NB: Antony Green’s ABC Queensland Election page is now up, and his post on the battle for Ashgrove well worth a read.
All LP coverage of the Queensland election can be accessed here.
Not a single post (until now). What if they held an election and nobody came?
Indeed! I meant to add that I think that people don’t really engage with state elections til the last couple of weeks!
Newman’s carping about the election announcement will do him no favours, IMO. He can’t complain the government is outstaying its mandate, and has in fact been demanding that the government call an election for months. The stuff he’s been spouting about caretaker conventions is just hot air both intellectually and electorally. It makes him sound like a whinger. At any event, caretaker conventions are about an outgoing administration fettering an incoming government with new financial commitments and appointments. Bligh is entirely within her rights to implement measures announced in the 2011-12 budget. The idea that government should be paralysed for an additional month is preposterous and insisting that it be so will attract not one voter to the Newman cause.
Meanwhile, I note that the Gladstone fisherfolk are taking the government to court over the extraordinary coincidence of mass fish deaths and dredging the harbour to allow LNG vessels access. This and some other resource-related environmental issues will be prominent in the campaign in the absence of significant areas of policy difference between the Bligh ALP and the Newman LNP on promoting rapid growth in extractive industries. Those fisherfolk and the demise of their livelihoods will make good media. Expect the likes of Katter and Messenger to play it up. I’m not aware that Liz Cunningham has taken a position as local member – she could lose support whichever way she jumps on this one, and sitting on the fence is not going to be an option for her.
AFAIK, primarily they are about ensuring that the executive remains accountable to parliament by limiting what the executive can do during a period when there is no parliament. In this case parliament is continuing to operate until Feb 19th so there is no breach of the conventions, however unusual it might be.
Personally I find it hard to see how Labor can win. The further Health Department scandal must have been damaging, both of itself and as a reminder of previous scandals.
Antony Green effectively disposes of the argument that the LNP might win power but lose Ashgrove. The swing needed for the LNP will give Newman a win too. Friends in NQ say that the LNP has done itself few favours there by selecting poor or compromised local candidates. This may assist Bob Katter’s party to win a few seats. However I think the best case outcome for Labor will be a minority LNP – Australian Party government. I can’t imagine Katter would side with Labor.
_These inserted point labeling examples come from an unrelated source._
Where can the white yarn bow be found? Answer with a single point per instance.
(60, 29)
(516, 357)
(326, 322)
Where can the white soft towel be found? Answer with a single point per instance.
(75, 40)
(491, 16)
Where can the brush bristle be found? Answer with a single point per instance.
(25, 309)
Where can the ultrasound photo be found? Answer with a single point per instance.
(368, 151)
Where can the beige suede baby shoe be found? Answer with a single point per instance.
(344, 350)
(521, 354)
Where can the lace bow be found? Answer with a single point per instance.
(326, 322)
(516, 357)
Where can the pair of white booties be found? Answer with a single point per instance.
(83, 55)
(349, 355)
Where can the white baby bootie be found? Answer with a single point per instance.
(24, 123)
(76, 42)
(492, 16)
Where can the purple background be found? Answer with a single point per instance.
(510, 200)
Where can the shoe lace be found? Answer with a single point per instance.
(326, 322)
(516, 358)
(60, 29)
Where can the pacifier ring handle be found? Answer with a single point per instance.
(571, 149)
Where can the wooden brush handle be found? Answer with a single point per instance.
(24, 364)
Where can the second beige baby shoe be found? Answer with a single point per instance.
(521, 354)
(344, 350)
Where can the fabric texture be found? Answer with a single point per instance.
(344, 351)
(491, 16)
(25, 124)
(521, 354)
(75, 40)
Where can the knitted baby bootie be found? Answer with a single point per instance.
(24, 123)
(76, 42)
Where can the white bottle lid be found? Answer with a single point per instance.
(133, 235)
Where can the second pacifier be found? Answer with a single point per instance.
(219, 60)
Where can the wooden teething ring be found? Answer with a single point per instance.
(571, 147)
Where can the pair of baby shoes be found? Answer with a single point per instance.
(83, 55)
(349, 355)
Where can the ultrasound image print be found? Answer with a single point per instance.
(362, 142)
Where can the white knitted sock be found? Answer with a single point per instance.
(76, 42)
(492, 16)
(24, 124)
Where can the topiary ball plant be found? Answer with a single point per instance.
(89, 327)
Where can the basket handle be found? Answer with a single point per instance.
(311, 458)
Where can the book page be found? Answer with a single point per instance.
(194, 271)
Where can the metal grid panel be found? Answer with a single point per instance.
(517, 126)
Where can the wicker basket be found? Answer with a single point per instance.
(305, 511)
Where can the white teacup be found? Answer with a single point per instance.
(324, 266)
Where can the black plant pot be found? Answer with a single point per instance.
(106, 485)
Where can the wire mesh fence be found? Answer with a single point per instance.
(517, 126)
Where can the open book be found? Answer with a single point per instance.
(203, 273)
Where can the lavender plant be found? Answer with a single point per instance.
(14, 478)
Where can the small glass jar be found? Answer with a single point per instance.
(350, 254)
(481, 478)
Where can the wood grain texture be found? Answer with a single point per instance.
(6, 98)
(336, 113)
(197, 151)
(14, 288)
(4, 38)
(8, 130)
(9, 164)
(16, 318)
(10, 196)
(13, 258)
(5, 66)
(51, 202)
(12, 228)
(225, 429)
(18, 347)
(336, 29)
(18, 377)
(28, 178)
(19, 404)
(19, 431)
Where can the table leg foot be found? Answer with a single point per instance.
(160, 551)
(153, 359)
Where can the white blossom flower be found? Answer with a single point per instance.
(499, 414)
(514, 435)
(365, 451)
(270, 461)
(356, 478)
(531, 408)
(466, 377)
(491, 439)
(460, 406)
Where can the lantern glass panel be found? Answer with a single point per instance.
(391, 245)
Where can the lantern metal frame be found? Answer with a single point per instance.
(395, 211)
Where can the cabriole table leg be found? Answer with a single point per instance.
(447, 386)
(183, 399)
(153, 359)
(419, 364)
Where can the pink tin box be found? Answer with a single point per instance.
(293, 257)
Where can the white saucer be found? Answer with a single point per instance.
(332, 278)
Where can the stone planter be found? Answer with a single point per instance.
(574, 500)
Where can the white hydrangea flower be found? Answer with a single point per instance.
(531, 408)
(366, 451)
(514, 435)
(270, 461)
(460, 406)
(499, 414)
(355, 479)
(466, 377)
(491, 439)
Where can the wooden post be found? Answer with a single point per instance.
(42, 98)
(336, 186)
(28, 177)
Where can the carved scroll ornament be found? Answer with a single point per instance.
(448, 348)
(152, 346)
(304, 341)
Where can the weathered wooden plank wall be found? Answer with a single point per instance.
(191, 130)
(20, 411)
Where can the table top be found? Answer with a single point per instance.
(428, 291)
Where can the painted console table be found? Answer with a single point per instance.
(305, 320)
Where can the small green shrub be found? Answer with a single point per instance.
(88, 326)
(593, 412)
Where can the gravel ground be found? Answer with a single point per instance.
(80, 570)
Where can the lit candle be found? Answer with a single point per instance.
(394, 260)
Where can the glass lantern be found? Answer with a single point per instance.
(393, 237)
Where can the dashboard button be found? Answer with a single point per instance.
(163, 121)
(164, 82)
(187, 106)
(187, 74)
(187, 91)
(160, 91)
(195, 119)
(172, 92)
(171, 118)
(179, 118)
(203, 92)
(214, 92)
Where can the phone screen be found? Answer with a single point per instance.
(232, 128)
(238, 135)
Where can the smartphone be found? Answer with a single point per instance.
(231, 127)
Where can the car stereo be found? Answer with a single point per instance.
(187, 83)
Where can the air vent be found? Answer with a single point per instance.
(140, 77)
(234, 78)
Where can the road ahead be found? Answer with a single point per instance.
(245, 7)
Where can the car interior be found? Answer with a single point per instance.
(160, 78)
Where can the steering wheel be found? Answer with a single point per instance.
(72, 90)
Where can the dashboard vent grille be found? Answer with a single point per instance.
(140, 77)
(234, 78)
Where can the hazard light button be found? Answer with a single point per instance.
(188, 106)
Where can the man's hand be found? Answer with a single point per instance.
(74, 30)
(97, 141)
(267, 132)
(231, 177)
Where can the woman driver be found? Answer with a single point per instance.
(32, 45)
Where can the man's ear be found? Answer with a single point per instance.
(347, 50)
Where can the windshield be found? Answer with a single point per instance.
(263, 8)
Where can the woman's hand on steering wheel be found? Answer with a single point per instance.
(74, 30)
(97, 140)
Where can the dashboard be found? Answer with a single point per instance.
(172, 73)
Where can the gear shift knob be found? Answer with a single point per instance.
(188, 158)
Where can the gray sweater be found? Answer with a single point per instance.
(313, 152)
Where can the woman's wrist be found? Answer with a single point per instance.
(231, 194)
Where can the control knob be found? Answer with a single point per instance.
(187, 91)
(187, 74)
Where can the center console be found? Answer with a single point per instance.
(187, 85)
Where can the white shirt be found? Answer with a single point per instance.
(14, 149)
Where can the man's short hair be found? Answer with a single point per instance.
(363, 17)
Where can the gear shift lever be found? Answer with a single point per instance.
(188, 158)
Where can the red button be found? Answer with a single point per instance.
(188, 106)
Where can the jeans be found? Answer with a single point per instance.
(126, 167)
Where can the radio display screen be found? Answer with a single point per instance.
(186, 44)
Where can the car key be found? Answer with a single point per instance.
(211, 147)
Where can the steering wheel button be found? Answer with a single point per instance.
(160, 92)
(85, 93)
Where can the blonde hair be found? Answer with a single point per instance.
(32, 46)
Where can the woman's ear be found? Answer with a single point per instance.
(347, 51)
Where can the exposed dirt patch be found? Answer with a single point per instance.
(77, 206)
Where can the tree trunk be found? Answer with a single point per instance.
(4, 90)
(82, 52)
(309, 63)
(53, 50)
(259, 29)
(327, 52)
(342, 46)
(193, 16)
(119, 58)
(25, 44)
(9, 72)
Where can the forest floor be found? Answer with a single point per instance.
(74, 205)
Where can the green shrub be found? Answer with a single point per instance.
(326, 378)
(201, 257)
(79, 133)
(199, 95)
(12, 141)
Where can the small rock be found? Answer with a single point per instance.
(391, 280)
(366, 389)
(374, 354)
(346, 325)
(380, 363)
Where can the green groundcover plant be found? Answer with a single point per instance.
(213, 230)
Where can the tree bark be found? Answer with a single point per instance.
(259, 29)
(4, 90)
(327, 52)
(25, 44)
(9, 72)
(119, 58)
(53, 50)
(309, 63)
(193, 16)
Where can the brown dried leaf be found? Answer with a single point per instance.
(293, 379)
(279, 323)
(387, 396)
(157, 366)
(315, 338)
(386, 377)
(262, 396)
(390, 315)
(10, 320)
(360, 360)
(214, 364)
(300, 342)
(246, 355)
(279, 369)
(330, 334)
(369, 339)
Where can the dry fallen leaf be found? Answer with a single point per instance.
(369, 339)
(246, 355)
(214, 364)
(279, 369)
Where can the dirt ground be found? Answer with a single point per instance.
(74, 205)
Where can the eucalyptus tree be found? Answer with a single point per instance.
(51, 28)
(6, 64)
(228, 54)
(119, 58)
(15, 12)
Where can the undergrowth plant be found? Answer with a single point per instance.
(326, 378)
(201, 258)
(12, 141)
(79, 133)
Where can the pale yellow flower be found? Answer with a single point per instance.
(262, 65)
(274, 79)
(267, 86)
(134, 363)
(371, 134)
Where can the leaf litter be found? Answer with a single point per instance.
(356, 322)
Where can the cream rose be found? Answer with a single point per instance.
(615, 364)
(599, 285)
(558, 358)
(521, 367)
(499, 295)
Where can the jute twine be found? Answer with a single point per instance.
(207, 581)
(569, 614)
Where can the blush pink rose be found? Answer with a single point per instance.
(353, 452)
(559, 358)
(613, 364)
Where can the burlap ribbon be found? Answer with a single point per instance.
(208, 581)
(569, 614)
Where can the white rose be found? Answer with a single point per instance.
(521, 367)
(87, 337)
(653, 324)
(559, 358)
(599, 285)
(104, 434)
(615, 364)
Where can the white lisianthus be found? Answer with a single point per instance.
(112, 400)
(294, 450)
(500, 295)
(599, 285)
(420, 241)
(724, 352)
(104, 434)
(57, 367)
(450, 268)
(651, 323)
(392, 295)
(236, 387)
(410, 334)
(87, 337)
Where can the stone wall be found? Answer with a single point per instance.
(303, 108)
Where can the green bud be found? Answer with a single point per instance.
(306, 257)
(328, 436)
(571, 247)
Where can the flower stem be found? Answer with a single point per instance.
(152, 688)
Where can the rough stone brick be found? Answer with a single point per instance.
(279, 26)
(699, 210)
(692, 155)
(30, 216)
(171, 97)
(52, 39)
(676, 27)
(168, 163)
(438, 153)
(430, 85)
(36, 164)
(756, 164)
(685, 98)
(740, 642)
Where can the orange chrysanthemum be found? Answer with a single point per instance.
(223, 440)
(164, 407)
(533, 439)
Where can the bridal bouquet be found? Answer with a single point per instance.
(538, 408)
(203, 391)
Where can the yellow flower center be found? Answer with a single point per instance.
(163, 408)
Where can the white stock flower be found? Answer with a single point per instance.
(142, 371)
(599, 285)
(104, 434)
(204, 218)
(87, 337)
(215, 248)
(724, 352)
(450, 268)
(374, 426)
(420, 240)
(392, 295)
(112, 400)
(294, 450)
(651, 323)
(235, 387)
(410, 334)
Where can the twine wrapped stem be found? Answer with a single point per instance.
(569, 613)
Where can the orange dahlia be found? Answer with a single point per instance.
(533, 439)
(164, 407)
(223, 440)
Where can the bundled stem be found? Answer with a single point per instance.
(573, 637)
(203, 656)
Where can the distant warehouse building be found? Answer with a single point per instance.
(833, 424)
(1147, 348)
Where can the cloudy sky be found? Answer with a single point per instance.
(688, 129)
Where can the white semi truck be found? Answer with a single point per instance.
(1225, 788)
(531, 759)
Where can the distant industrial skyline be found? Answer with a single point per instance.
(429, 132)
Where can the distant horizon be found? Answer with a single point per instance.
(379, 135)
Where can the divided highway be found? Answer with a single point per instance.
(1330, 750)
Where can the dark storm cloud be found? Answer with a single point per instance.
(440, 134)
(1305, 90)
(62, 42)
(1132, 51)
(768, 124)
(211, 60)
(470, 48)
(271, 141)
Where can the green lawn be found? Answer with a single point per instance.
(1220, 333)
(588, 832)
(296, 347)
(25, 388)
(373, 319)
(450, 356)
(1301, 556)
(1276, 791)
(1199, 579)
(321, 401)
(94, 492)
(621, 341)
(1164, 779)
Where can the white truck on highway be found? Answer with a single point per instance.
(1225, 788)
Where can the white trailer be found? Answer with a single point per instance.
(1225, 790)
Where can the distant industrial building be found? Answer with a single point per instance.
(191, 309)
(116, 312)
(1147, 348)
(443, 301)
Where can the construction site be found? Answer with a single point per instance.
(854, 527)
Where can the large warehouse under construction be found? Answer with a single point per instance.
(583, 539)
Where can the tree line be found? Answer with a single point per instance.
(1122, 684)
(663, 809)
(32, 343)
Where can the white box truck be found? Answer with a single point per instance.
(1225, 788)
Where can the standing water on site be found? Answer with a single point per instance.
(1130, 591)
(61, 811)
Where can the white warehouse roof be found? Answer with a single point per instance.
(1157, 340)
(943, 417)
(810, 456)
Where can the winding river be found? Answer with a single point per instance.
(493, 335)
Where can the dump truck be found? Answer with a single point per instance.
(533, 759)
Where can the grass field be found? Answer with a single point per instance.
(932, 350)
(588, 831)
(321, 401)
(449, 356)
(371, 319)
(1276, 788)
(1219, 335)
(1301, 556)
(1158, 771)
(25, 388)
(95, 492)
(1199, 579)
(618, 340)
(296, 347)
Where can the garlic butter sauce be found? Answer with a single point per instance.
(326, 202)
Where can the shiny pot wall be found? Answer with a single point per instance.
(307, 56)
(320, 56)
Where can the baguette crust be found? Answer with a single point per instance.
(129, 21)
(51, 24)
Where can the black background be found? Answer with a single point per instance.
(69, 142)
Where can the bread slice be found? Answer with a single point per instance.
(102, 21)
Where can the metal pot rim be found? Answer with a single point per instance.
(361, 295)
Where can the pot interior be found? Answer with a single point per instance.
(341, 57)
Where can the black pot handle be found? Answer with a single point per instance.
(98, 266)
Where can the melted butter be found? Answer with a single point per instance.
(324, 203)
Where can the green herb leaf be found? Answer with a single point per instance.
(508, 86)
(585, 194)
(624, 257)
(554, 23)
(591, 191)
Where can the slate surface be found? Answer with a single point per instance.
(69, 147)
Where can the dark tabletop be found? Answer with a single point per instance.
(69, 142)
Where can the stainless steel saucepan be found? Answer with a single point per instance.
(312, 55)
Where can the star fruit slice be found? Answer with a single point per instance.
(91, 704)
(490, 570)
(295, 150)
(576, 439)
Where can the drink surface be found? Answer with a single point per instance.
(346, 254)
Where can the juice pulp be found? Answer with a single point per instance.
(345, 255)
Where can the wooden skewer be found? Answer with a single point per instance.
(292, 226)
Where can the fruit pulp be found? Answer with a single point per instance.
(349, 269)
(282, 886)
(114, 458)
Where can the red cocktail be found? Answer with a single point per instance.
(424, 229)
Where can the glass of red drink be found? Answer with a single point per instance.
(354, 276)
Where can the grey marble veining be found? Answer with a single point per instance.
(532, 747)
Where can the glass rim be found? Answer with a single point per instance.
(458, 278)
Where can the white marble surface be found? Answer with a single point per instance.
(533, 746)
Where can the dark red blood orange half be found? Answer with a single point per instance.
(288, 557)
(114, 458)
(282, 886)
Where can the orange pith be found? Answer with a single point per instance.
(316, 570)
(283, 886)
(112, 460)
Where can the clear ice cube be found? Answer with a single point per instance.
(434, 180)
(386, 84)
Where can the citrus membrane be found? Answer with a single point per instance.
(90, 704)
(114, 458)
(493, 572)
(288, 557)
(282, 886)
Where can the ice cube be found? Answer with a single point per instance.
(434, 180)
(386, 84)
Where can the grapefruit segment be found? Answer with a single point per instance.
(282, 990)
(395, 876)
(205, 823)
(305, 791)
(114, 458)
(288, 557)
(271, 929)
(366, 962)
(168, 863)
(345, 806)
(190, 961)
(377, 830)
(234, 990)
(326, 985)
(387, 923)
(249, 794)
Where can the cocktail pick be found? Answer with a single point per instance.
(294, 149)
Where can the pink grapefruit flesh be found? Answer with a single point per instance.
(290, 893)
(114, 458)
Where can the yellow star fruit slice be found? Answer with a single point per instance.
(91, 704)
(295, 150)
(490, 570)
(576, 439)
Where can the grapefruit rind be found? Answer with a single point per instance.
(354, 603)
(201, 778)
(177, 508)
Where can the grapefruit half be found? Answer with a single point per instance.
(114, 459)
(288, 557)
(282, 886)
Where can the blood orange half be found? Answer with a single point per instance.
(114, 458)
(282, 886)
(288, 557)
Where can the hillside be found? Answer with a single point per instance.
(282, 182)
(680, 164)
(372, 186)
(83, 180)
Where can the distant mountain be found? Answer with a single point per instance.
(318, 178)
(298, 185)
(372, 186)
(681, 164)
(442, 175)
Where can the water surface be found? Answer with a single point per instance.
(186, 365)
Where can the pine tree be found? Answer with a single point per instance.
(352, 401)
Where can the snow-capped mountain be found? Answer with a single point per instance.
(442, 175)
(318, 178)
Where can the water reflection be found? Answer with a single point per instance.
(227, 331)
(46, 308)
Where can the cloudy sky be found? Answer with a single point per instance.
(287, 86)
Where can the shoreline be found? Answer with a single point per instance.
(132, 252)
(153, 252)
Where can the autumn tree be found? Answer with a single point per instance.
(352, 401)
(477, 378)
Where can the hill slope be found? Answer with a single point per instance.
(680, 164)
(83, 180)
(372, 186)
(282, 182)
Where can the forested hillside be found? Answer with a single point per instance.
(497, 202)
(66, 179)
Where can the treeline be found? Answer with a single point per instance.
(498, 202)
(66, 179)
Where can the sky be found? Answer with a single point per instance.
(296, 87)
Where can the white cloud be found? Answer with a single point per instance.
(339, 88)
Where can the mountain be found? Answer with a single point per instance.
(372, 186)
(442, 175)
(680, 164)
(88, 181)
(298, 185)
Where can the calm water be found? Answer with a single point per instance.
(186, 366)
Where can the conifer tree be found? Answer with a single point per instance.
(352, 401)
“What if they held an election and nobody came?”
There’s a great novel called “Seeing” by the Portuguese Nobel laureate Jose Saramago, with exactly this premise.
@5 Socrates I don’t think Anthony Green actually says what you claim. He says that a statewide swing of 4.6% will deliver government to the LNP but Newman will need 7.1% to win Ashgrove. The further argument in that article is merely hypothesising that Newman will win if he continues to poll over 50% of the first preference votes. I don’t think its valid to suggest a win for Newman on the basis of results in the last Federal election.